3.5 Downregulation of AURKA activated the immune microenvironment

To analyze the alterations in the immune microenvironment after downregulation of AURKA, we established mouse 4T1 TNBC cell lines with AURKA overexpression (4T1-AURKA) or AURKA knockdown (4T1-shAURKA) and confirmed that AURKA induced PD-L1 expression by Western blotting and flow cytometry (Figures 5A and 5B). After transplanting into the mouse mammary fat pads, the growth of 4T1-AURKA xenograft was significantly enhanced, whereas downregulation of AURKA inhibited tumor growth (Figure 5C). The tumor weight of 4T1-AURKA xenografts was 1.71 times higher than that of 4T1 xenografts and was 2.43 times higher than that of 4T1-shAURKA xenografts (all P < 0.01) (Figure 5D). Analysis of the T cell population in the tumor on day 14 revealed that 4T1-shAURKA increased CD3⁺ T cells, CD4⁺ T cells, and CD8⁺ T cells (Figure 5E). Moreover, compared to the 4T1 group, the expression of CD69, an activation marker of CD8⁺ T cells, was markedly upregulated in the 4T1-shAURKA group (Figure 5F). Consistent with flow cytometry results, tumor-infiltrating T cells were increased in the 4T1-shAURKA group, whereas CD11b⁺ myeloid cells and Foxp3⁺ Tregs were slightly decreased (Figure 5G). Furthermore, we analyzed the absolute number and proportion of T cells in tumor-bearing mice and found that AURKA downregulation markedly increased CD8⁺ T cells in the spleen (Figure 5H). These data suggested that downregulation of AURKA stimulated T cell-mediated immune responses. To prove that PD-L1 acted as an important mediator in AURKA-promoted immunosuppression, we overexpressed PD-L1 in both MDA-MB-231-shNC and MDA-MB-231-shAURKA cells, Western blotting assays were conducted to evaluate the protein levels of AURKA and PD-L1 in tumor cells and the qRT-PCR were conducted to evaluate the mRNA levels of immune effector molecules (IL-2, IFN-γ, GZMB, perforin) in PBMCs. As shown in Supplementary Figure S2, depletion of AURKA attenuated PD-L1 expression, and activated PBMC functions, but overexpression of PD-L1 suppressed PBMCs function in both MDA-MB-231-shNC and MDA-MB-231-shAURKA cells.

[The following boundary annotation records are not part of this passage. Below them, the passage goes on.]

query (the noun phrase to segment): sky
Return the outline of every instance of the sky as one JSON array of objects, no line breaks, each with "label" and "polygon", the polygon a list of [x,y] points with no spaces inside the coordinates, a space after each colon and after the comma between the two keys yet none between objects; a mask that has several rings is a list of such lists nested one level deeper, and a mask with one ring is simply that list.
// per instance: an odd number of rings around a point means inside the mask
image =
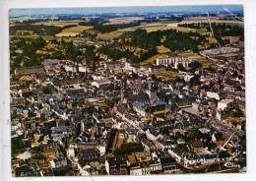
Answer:
[{"label": "sky", "polygon": [[96,8],[55,8],[55,9],[12,9],[10,17],[58,16],[58,15],[100,15],[100,14],[148,14],[148,13],[205,13],[242,12],[241,5],[221,6],[151,6],[151,7],[96,7]]}]

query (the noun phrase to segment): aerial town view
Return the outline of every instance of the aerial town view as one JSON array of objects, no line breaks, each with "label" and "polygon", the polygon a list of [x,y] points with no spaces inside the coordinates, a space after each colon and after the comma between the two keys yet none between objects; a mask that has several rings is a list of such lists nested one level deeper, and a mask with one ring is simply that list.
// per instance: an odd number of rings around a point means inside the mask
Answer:
[{"label": "aerial town view", "polygon": [[9,16],[13,177],[246,172],[242,6]]}]

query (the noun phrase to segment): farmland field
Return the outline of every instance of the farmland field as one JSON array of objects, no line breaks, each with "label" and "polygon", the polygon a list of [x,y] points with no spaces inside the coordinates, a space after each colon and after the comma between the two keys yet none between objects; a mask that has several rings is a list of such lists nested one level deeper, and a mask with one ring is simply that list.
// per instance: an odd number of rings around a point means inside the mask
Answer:
[{"label": "farmland field", "polygon": [[109,23],[105,23],[104,25],[129,24],[138,20],[143,20],[143,18],[140,17],[112,18],[109,19]]},{"label": "farmland field", "polygon": [[86,26],[77,26],[77,27],[71,27],[68,29],[64,29],[61,32],[57,33],[56,36],[76,36],[80,32],[90,30],[93,27],[86,27]]},{"label": "farmland field", "polygon": [[80,21],[52,21],[52,22],[37,22],[32,25],[42,25],[42,26],[55,26],[63,28],[65,26],[78,26]]}]

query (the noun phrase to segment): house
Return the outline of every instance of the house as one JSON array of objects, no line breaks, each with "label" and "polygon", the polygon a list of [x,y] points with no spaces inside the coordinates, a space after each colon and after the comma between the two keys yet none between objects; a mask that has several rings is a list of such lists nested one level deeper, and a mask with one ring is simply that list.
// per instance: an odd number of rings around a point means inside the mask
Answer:
[{"label": "house", "polygon": [[105,159],[105,170],[108,175],[127,175],[127,162],[125,157],[108,157]]}]

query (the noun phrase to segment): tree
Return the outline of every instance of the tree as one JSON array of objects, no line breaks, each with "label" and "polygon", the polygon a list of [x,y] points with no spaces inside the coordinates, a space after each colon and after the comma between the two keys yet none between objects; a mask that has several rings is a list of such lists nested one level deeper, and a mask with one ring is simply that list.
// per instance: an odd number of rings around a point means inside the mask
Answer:
[{"label": "tree", "polygon": [[193,61],[188,64],[188,67],[191,68],[192,70],[196,70],[196,69],[202,67],[202,64],[199,63],[198,61]]},{"label": "tree", "polygon": [[51,86],[44,86],[41,88],[41,91],[44,94],[51,94],[54,91],[54,89]]},{"label": "tree", "polygon": [[184,68],[184,66],[181,63],[178,63],[177,68],[180,71],[183,71],[183,72],[186,71],[186,69]]}]

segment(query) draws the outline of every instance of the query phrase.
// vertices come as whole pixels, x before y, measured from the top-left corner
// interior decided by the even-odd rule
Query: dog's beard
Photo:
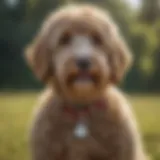
[[[72,72],[67,76],[67,85],[79,91],[90,90],[99,83],[98,73],[89,71]]]

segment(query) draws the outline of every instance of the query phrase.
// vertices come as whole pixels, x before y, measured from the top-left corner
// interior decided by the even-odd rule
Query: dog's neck
[[[103,99],[95,100],[90,103],[63,102],[63,111],[69,116],[79,119],[80,117],[89,116],[92,107],[98,110],[105,110],[106,103]]]

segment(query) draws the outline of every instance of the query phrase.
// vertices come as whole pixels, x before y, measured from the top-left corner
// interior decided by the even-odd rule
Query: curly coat
[[[97,31],[111,70],[107,84],[103,83],[94,92],[103,99],[104,106],[102,109],[89,107],[86,117],[89,136],[83,139],[73,136],[76,120],[63,110],[64,99],[70,93],[67,90],[65,94],[52,61],[60,55],[61,46],[57,43],[66,27],[71,32],[76,32],[77,28]],[[116,88],[129,68],[132,56],[108,14],[91,5],[73,5],[51,13],[35,41],[27,48],[26,57],[36,76],[48,86],[40,98],[31,128],[33,160],[146,160],[130,105]],[[56,64],[63,58],[57,58]],[[59,70],[67,71],[67,68],[61,64]],[[76,99],[73,94],[70,97]],[[90,97],[95,98],[93,93],[86,99]]]

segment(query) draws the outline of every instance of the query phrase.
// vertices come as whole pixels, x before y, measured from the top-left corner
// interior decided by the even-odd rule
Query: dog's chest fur
[[[107,107],[105,110],[92,108],[89,111],[90,115],[83,117],[83,120],[80,118],[75,120],[60,107],[57,107],[57,111],[47,112],[49,114],[46,123],[49,126],[43,128],[42,135],[45,142],[48,142],[50,156],[57,160],[106,160],[112,156],[117,157],[116,160],[121,160],[123,149],[129,149],[123,146],[124,138],[126,143],[129,143],[125,128],[120,121],[115,120],[116,117],[109,113]]]

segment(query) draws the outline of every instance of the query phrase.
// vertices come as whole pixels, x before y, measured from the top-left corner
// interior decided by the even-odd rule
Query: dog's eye
[[[98,34],[92,34],[91,39],[94,45],[102,44],[102,38]]]
[[[69,33],[64,33],[62,37],[59,40],[60,45],[68,45],[71,42],[71,34]]]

Taken together, these results demonstrate that PD-L1 plays an essential role in AURKA-mediated immunosuppression in TNBC.

ETHICS APPROVAL AND CONSENT TO PARTICIPATE

All institutional and national guidelines for the care and use of laboratory animals were followed.

CONSENT FOR PUBLICATION

Not applicable.

CONFLICT OF INTEREST STATEMENT

The authors declare that they have no conflict of interests.